Now, however, Hill House President and CEO Cheryl Hall-Russell said the project has hit another snag—a funding shortfall.

“There were several items that were left out of the scope of the project that have caused it to grow,” she said. “One is an equipment budget that grew larger than we anticipated. We are working hard to come up with a final number to share with our funders and are actively raising capital to close the gap.”

Hall-Russell said the HHEDC is reviewing everything in conjunction with funders and store operator Jeff Ross and all remain committed to the project. She did not, however, reveal the amount of the funding shortfall or give an estimate on when construction could resume.

At this time, most of the site preparation work is completed and water and sewer lines have been laid. But pouring the concrete footers, which Hall-Russell told the Courier in February was imminent, is now on hold.

The project calls for a 29,500 square-foot SHOP ‘n SAVE building that would feature bakery, deli, dairy, meat and produce departments, as well as frozen foods and health and beauty aids, and several thousand square feet of retail space fronting along Centre Avenue and Heldman Street.

Ross, who with his family owns four other SHOP ‘n SAVE markets, has invested $1 million in the $9 million project.

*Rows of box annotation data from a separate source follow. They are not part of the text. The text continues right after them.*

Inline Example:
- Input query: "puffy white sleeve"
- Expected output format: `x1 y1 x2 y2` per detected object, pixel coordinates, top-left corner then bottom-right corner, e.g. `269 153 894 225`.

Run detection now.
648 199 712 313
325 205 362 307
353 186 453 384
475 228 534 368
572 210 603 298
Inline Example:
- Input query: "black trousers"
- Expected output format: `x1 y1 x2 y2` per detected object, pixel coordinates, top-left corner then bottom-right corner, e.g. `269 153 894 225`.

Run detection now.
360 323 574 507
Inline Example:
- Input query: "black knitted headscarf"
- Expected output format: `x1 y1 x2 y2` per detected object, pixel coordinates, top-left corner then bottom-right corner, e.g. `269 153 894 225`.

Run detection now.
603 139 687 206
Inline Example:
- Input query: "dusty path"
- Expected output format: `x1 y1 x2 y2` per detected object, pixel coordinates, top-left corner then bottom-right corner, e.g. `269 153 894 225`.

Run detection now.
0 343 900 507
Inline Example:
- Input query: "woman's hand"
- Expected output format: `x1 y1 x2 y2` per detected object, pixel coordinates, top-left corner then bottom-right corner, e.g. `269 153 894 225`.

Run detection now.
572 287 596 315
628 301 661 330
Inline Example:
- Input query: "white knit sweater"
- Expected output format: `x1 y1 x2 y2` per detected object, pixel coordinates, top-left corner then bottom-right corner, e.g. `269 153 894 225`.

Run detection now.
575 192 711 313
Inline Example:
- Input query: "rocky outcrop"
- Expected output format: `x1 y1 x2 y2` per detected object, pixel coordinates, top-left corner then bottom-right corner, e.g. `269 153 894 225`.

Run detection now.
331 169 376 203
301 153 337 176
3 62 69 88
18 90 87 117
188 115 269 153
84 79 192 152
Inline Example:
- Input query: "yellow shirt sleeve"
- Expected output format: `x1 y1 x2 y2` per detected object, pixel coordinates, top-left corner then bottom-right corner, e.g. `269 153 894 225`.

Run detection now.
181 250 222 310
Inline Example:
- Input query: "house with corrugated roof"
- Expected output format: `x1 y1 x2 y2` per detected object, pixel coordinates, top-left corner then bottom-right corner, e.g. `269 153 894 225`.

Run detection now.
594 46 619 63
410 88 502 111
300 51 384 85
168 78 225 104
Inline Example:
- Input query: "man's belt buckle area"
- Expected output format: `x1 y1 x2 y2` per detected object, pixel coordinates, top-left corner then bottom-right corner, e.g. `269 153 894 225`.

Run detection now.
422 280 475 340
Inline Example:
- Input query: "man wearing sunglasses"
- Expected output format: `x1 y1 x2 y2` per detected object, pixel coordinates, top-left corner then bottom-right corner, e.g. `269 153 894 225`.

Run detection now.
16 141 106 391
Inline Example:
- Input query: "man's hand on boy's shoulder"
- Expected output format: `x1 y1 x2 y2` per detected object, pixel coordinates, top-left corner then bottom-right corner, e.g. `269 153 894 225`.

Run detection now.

Even so, it is possible the shortfall is substantial. As the Courier reported in September, then construction manager Jason Matthews replaced Brinker Group LLC as the contractor after Brinker declined to reduce its $5.6 million construction bid by nearly $1 million.

Matthews, who Hall-Russell said was employed on a month-to-month contract, left when CM Solutions was announced as the new program manager last month. She said his departure was not related to his wife’s earlier departure, nor to the recent wrongful termination lawsuit she filed.

Jules Matthews filed a wrongful termination lawsuit claiming she had uncovered a misuse of funds, and was fired after bringing it to her superiors’ attention.

“Our only statement on the Jules Matthews case is that we are confident that the charges will prove to be false and that we had a third party review the grants and accounting systems before her suit and it was clean,” said Hall-Russell.

Hill Consensus Group Chair Carl Redwood said the delay is disappointing, but cost overruns are part of development.

“Look at the Consol Energy Center that went $30 million over budget and it’s all taxpayer money, so put it in perspective,” he said. “There is the $3 million development fund for the Hill District funded by the Rivers Casino, and they have an application before them. It’s frustrating but it will get done, and the Consensus Group will do whatever it can to help get it done.”